The outbreak has prompted national infectious-disease experts to collaborate with Children’s Hospital in Denver to raise awareness of the ailment and encourage vaccination.
“The numbers have just exploded in such a short period of time,” said Nicole Lynch, spokeswoman for the National Foundation for Infectious Diseases.
Health officials hope to prevent further spread of the highly contagious bacterium, which causes severe coughing, breathlessness and vomiting. The illness, nicknamed “the 100-day cough,” can be bothersome for adults but deadly for infants.
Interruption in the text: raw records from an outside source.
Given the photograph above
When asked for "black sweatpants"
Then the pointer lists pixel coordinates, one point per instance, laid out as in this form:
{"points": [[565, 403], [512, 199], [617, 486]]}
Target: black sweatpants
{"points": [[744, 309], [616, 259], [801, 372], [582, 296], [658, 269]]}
“If they get pertussis, they have a good chance of dying,” said Dr. Ann-Christine Nyquist, medical director of infection control at The Children’s Hospital.
So far, Colorado is reporting 1,047 pertussis cases, and public- health experts predict the state will surpass 2004’s total of 1,185, which was a five-year high. Last year saw more than three times as many cases as in 2003.
Only Montana has a higher prevalence of pertussis, with 77 cases per 100,000, compared with Colorado’s 29 per 100,000, according to the most recent figures available from the CDC.
Low vaccination rates in Colorado are partly to blame, said Ned Calonge, the state’s chief medical officer. In recent years, doctors did not give the full course of diphtheria, tetanus and pertussis vaccine to children because of a shortage, he said.
For years, Colorado was last in the nation in immunizing children, but now the state ranks 44th. From 2001 to 2004, the state did not provide any funding for child immunization programs.
While health officials remain concerned about the numbers, more accurate testing and greater awareness of pertussis among health care providers could explain some of the rise in reported cases, Calonge said.
This year, there is plenty of vaccine, and the FDA has approved two new vaccines for adults and adolescents, whose immunity to pertussis wanes eight to 10 years after the last shot, Calonge said.
Colorado’s statewide surge in pertussis reflects a national resurgence of the illness that has health officials worried.
According to CDC estimates, there was a nearly 63 percent increase in reported cases nationwide, with 18,957 cases in 2004, compared with 11,647 in 2003. This marks the highest number in 40 years, and pertussis remains the only vaccine-preventable disease that is on the rise.
Before a vaccine was introduced in 1940, an average of more than 160,000 whooping- cough cases and more than 5,000 deaths were reported annually in the 1920s and ’30s. By 1976, pertussis cases reached a record low of 1,010 cases. But in the mid-1990s, the illness began reappearing. In the past two years, the number of cases has surged.
Much of the increase is among adolescents and adults, who account for two-thirds of all cases, according to the National Foundation for Infectious Diseases.
Dr. John Moran, acting chief of the bacterial vaccine-preventable diseases branch, said preliminary results of a study he’s conducting show the increase in pertussis is attributable not just to better or increased testing.
“I think we are going to find that pertussis is chronically underreported,” he said. “… I think we’re going to find that there is an increase in diagnosis of the actual disease.”
Infants 2 months to 6 months old with pertussis can cough so hard they turn blue and pass out, said Dr. Tom Anderson, a hospital-based pediatrician with Denver-based Pediatrix. Anderson said young pertussis patients’ average hospital stay is five days and can stretch as long as 10. The children sometimes are sent home with oxygen tanks. Parents often are surprised by the diagnosis, he said.
“Not many people have in their minds that this could be whooping cough,” Anderson said. “And they are always surprised at how long it takes for them to get better.”